As in 8th shown are through holes 33 and 42 aligned with each other, so that when both magnetic elongated components 511 . 521 are inserted through their free ends in the aligned through holes 33 . 42 lie together. The magnetic elongated components 511 . 521 can on the inner contours of the through holes of the windings 33 and 42 be attached by a structural adhesive or epoxy adhesive.

For the case is a cover 2 provided, which, in this case by snap closure, the various elements of the current measuring device 1 , and in particular partial cores, holds together, as in 1 and 2 shown.

As in 3 shown has the SMD current measuring device 1 a first and second support element 51 . 52 , each with two parallel arms 51a - 51b ; 52a - 52b passing through a traverse 51c . 52c are connected, with which one of the magnetic elongated components 511 . 521 is connected at respective ends opposite the free ends, so that the magnetic elongated components 511 . 521 parallel and in the same direction as the parallel arms 51a - 51b ; 52a - 52b extend to the corresponding crossbar 51c ; 52c to form an E-shaped piece. Both E-shaped pieces are arranged facing each other and when joined together, as in 9 shown are the free ends of their respective arms 51a - 51b ; 52a - 52b and magnetic elongated components 511 . 521 in contact.

These E-shapes for the first and second carrier element 51 . 52 provide a particularly advantageous embodiment, when finally joined together, that is, the shape of the two E-shaped pieces which, once joined together, are more similar to the cubic or rectangular prism shape of the typical surface mount device. Thus, these E-forms additionally allow a symmetrical device 1 and the magnetic core is easily removable when needed for replacement.

In a preferred embodiment, the first 51 and second 52 Carrier element part of the first and second magnetic part of the core and are with the corresponding magnetic elongated component 511 . 521 formed integrally and form the corresponding magnetic one-piece elements with these, which are each an E-shaped piece, which, as in 3 represented, a central leg 511 . 521 having a width Wc which is twice as wide as the width Ws of each side leg 51a . 51b . 52a . 52b such that when both E-shaped pieces are arranged facing each other and at the free ends of their contact respective arms / legs, they form a closed magnetic circuit, the magnetic flux density coming from the first / primary winding 31 within the central leg is generated, the 511 and 521 is formed by both lateral legs, 51a and 52a such as 51b and 52b , returns at half induction value.

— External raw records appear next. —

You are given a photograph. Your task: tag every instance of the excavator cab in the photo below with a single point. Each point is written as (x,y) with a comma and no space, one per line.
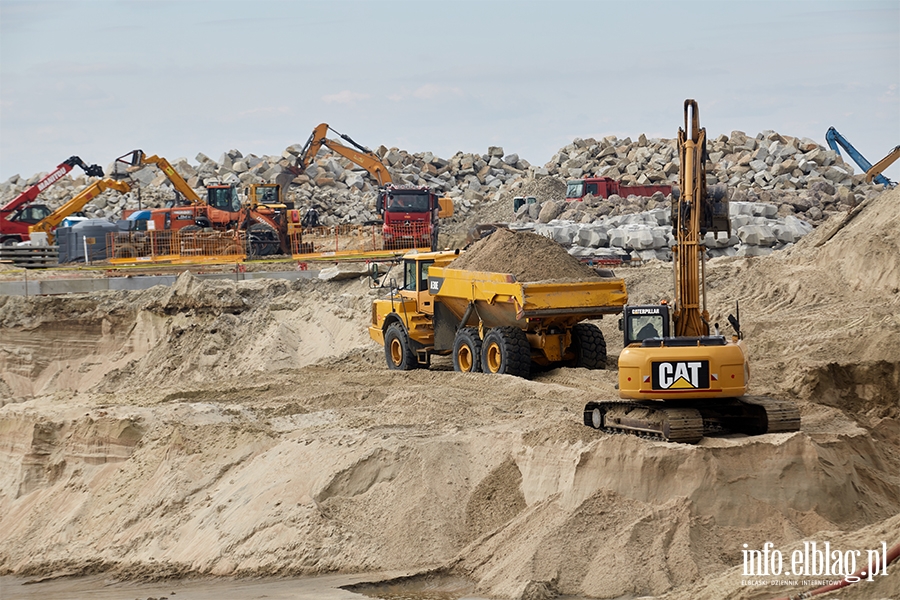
(224,197)
(31,214)
(640,323)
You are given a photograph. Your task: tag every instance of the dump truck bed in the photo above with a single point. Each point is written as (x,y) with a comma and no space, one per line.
(501,300)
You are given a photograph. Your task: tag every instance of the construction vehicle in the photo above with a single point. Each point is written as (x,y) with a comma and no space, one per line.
(489,321)
(678,387)
(19,214)
(604,187)
(836,141)
(409,214)
(49,223)
(260,212)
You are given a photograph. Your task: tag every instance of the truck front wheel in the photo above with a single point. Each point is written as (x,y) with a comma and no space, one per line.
(506,350)
(397,351)
(467,351)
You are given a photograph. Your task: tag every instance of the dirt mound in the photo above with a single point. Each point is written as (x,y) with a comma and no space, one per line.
(528,256)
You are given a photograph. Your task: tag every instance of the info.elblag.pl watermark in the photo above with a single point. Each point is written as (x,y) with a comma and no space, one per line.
(815,563)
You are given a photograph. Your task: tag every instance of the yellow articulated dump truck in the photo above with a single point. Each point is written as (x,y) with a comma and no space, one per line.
(491,322)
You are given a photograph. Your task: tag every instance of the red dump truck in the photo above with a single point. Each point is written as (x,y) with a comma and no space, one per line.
(604,187)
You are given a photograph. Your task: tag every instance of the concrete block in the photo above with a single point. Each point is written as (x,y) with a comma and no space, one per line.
(616,237)
(592,237)
(757,235)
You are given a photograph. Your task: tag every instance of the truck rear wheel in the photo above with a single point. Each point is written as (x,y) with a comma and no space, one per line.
(506,350)
(589,347)
(397,351)
(467,351)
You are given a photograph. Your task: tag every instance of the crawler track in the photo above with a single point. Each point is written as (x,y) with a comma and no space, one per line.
(686,422)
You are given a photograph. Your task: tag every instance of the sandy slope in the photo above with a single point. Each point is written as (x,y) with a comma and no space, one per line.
(252,429)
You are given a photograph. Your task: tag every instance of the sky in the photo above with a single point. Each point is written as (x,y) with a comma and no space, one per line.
(100,78)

In another embodiment, the first one 51 and second 52 Carrier element non-magnetic elements attached to the magnetic elongated component 511 . 521 are attached to the first and second magnetic part of the core.

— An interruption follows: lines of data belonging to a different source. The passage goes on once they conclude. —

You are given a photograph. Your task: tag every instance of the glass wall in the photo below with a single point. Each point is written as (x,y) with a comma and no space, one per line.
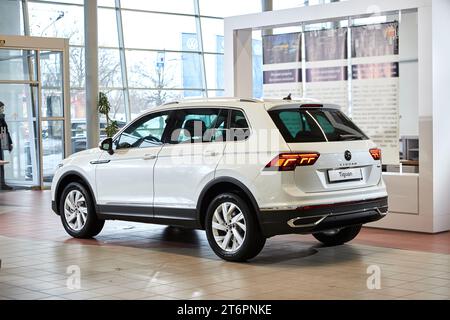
(150,52)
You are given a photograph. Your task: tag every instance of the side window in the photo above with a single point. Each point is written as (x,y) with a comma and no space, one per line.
(327,127)
(145,132)
(239,129)
(198,125)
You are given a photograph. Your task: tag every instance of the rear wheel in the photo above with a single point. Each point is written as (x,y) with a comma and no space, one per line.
(77,212)
(232,229)
(338,236)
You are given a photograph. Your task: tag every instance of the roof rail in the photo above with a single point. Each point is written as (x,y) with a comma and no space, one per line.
(250,100)
(171,102)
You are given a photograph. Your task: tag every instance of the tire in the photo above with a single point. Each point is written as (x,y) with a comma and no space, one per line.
(339,237)
(88,227)
(243,246)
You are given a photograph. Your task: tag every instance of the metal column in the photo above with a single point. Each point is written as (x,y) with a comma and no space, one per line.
(91,55)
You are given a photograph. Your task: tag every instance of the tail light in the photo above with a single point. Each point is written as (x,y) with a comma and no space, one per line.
(289,161)
(375,153)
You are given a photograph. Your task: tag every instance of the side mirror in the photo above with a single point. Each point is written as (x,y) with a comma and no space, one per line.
(106,145)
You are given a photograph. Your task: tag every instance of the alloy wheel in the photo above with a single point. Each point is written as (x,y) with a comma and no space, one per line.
(229,227)
(75,210)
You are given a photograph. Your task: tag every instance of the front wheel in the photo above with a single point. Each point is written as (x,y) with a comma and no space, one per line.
(77,212)
(232,229)
(339,236)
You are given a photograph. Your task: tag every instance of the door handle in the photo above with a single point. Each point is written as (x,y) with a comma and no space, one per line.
(149,157)
(211,153)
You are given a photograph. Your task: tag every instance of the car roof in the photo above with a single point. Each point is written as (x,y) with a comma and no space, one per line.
(247,104)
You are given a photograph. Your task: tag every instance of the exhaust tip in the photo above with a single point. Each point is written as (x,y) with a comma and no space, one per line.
(306,222)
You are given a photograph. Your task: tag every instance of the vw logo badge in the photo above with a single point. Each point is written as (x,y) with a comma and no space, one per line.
(348,155)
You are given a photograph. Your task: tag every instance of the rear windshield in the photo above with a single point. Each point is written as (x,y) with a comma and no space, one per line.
(315,125)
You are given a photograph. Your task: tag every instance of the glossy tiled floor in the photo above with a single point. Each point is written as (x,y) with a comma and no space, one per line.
(138,261)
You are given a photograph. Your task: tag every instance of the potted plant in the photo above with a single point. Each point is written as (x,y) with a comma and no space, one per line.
(104,108)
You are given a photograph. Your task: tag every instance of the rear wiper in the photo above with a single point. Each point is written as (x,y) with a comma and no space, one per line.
(346,137)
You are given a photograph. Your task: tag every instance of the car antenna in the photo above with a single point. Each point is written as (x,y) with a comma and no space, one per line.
(288,98)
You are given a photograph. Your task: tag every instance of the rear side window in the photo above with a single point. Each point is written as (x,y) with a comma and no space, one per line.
(239,129)
(198,125)
(315,125)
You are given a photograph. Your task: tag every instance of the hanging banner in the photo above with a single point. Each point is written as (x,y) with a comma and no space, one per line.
(282,70)
(375,85)
(326,66)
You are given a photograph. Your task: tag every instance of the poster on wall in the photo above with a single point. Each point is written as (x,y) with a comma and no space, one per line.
(326,66)
(375,85)
(282,72)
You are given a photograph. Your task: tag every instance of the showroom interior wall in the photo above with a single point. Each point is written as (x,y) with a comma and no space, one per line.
(426,188)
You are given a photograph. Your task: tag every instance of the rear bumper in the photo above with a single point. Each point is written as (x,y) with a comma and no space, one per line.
(311,219)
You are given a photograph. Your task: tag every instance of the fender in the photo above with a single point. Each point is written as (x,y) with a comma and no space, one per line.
(234,181)
(86,183)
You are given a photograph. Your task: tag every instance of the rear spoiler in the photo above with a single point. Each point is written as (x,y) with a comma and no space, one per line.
(305,106)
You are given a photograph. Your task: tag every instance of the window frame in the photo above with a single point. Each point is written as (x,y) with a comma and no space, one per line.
(228,109)
(144,118)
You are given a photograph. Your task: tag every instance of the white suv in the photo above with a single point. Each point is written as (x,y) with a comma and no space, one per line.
(242,169)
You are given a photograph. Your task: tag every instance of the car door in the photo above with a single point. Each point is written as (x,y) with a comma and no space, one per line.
(124,179)
(188,161)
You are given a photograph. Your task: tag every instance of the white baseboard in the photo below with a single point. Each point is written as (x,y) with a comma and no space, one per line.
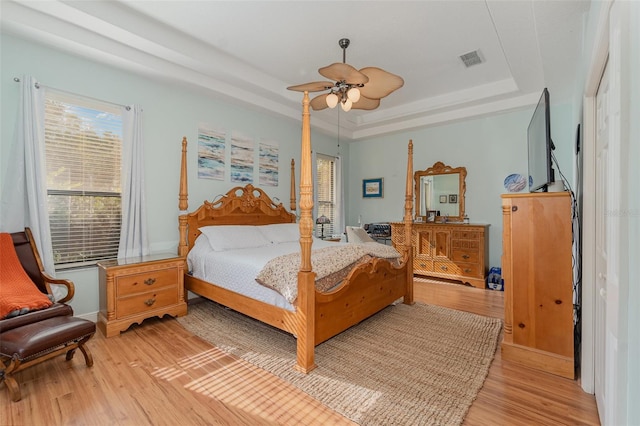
(91,316)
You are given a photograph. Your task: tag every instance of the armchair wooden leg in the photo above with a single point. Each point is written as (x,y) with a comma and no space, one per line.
(88,359)
(14,388)
(6,377)
(70,354)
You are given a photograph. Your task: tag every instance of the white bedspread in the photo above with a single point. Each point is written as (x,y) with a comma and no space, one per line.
(236,270)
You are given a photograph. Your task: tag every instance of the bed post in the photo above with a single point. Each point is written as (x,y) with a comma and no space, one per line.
(183,203)
(292,195)
(305,305)
(408,222)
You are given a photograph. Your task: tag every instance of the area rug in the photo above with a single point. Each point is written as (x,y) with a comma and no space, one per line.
(406,365)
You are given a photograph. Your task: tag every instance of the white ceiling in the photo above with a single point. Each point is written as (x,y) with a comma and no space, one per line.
(250,51)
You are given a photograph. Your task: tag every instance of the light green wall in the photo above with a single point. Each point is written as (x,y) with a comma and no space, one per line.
(490,148)
(170,112)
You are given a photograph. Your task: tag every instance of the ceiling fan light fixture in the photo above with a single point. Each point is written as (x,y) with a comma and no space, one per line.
(332,100)
(354,94)
(349,87)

As in 3 can be seen, the present invention provides a single enclosure for each of the windings 31 . 43 so that there is a physical barrier between them that prevents arcing or loss. This is particularly relevant since the device of the present invention is preferably used in applications in the range of 100 to 1000V with an RMS current (up to 50A to capture / measure).

This single cladding contains the fully overmolded primary winding comprising an insulator having a dielectric strength of between 2 and 4 kV, a creepage distance of at least 5 mm to the secondary winding and the core, and thus meeting the requirements of standards such as IEC-61558 and UL. Fulfilled in 1950.

4 shows the device of 3 in detail, without the magnetic core and the cover 2 so that the details of the windings 31 . 43 and the associated elements, such as the first insulating sheath 3 and the electrically insulating support 44 or Windungsschablone, which consists in a particularly preferred embodiment of a liquid crystal polymer (also known as LCP for the English term "liquid crystal polymer"), phenol or other material with high temperature resistance and flame retardancy. This carrier 44 must be able to withstand continuous temperatures between about -40 ° C and + 155 ° C.

5 shows a plan view of the in 4 illustrated elements, with two of the five pins 41 (like the second and fourth row of five pins) with the free ends of the second or secondary winding 43 are connected (connection not shown), on which in use an output current proportional to the current passing through the first or primary winding 31 flows, according to the principle of electromagnetic induction is generated. The carrier 44 the secondary winding 43 is mechanical with the five pins 32 connected to provide better mechanical attachment, but these pins 32 have no direct electrical connection for the illustrated embodiment.

The first winding 31 is a flat metallic strip that, as in 1 to 9 shown, free ends 31a . 31b which are not encapsulated, outside the shell 3 and form two metallic pins for SMD application to be electrically connected by welding to respective traces of a circuit board so that current can flow therethrough.

6 is a cross-sectional view along the sectional plane line VI-VI of 5 and shows how the first winding 31 in the first shell 3 embedded, after a course with an omega shape or the like, such as an omega shape, which is generally used for determining a rectangular shape, for example, for a metal profile.

This Omega shape allows the surrounding magnetic elongated component 511 follows a course that is to be understood electromagnetically as a turn.

As in 5 and 6 illustrated, includes the first shell 3 two upper level walls 3a . 3b and between them a prominent central section 3c , which is the central area of the first winding 31 surrounds.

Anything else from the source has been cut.